Amaury Hazan defends his PhD thesis entitled "Musical expectation modelling from audio: a causal mid-level approach to predictive representation and learning of spectro-temporal events" on Friday 16th of July 2010 at 12:00h
in room 55.309 at the Tanger building of the
The members of the jury's are: José Manyuel Iñesta (Universidad de Alicante), Jordi Janer (UPF), Gérard Assayag (IRCAM, Paris), Fabien Gouyon (INESC Porto), and Josep
Lluis Arcos (IIIA-CSIC).
Abstract: We develop in this thesis a computational model of music expectation, which may be one of the most important aspects in music listening. Many phenomenons related to music listening such as preference, surprise or emotions are linked to the anticipatory behaviour of listeners. In this thesis, we concentrate on a statistical account to music expectation, by modelling the processes of learning and predicting spectro-temporal regularities in a causal fashion.

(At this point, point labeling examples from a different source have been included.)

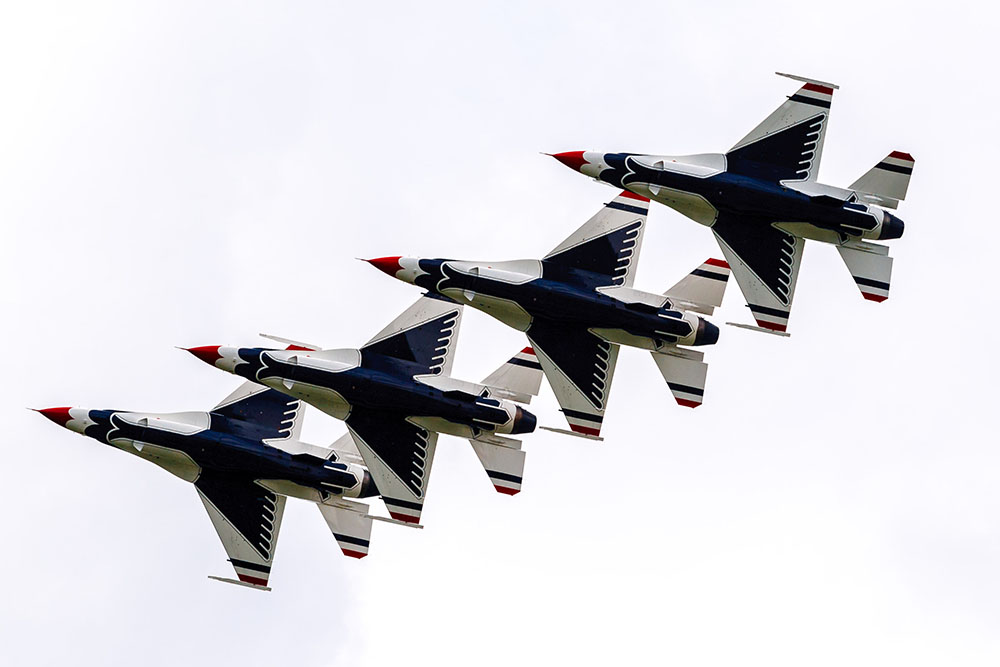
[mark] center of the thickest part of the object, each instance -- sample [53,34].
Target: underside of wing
[399,455]
[423,337]
[254,411]
[765,262]
[247,518]
[605,250]
[579,367]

The principle of statistical modelling of expectation can be applied to several music representations, from symbolic notation to audio signals. We first show that computational learning architectures can be used and evaluated to account behavioral data concerning auditory perception and learning. We then propose a what/when representation of musical events which enables to sequentially describe and learn the structure of acoustic units in musical audio signals.
The proposed representation is applied to describe and anticipate timbre features and musical rhythms. We suggest ways to exploit the properties of the expectation model in music analysis tasks such as structural segmentation. We finally explore the implications of our model for interactive music applications in the context of real-time transcription, concatenative synthesis, and visualization.